With Marshall funding, Uchitel will pursue a research master of philosophy (MPhil) in pediatrics at Cambridge, developing a new optical imaging technology for newborns at risk for brain injury, and a master’s degree in international child studies at King’s College London. gas knife lamb She has already secured academic advisers for her research projects at both institutions.

Verma is studying mechanical engineering, with minors in energy engineering and mathematics. He is involved in energy research and has been working for the past three semesters in the Thermodynamics and Sustainable Energy Laboratory with Nico Hotz, assistant professor of the practice in the Department of Mechanical Engineering & Materials Science.

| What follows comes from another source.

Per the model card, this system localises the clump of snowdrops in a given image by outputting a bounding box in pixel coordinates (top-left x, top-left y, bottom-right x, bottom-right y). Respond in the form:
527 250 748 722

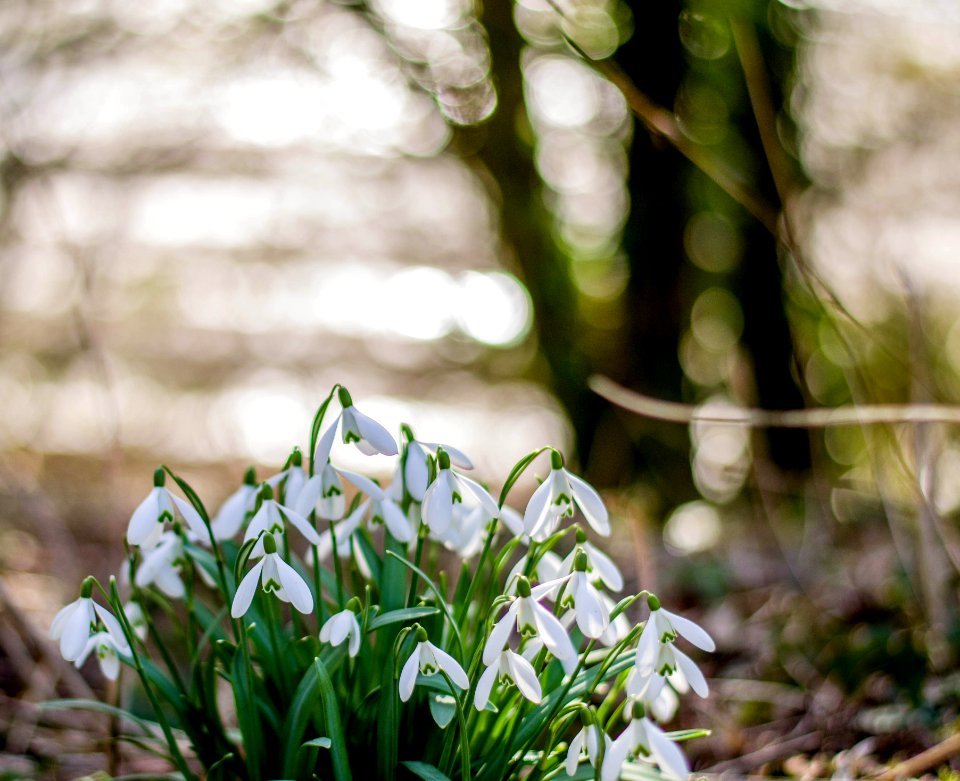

For his Pratt fellowship, Verma is working with solar thermal energy for hydrogen production and has applied this knowledge as co-president and technical lead of the Duke Electric Vehicles team, building a hydrogen fuel cell car and leading a Duke student team to a Guinness World Record for the most efficient human-carrying vehicle ever built.

Verma is also president of the Duke Energy Club, through which he has worked with Duke’s Energy Initiative to create three new assistantships for students to do energy research with faculty. He’s also co-president of the Duke Smart Home, a living-learning community where residents live in a LEED platinum building and work on technological solutions to sustainability issues. In addition, Verma has been involved with Duke’s Solar Spring Break program that takes undergraduates to underserved communities to install solar panels.

“When I first received the call that I was selected as a Marshall Scholar, I was in utter disbelief,” Verma said. “I had to check my phone’s call history several times to make sure I didn’t dream the whole thing! I’m so thankful for the support of my family, friends and advisers, and I’m beyond excited to spend the next two years in the UK working on developing the next generation of solar technology.”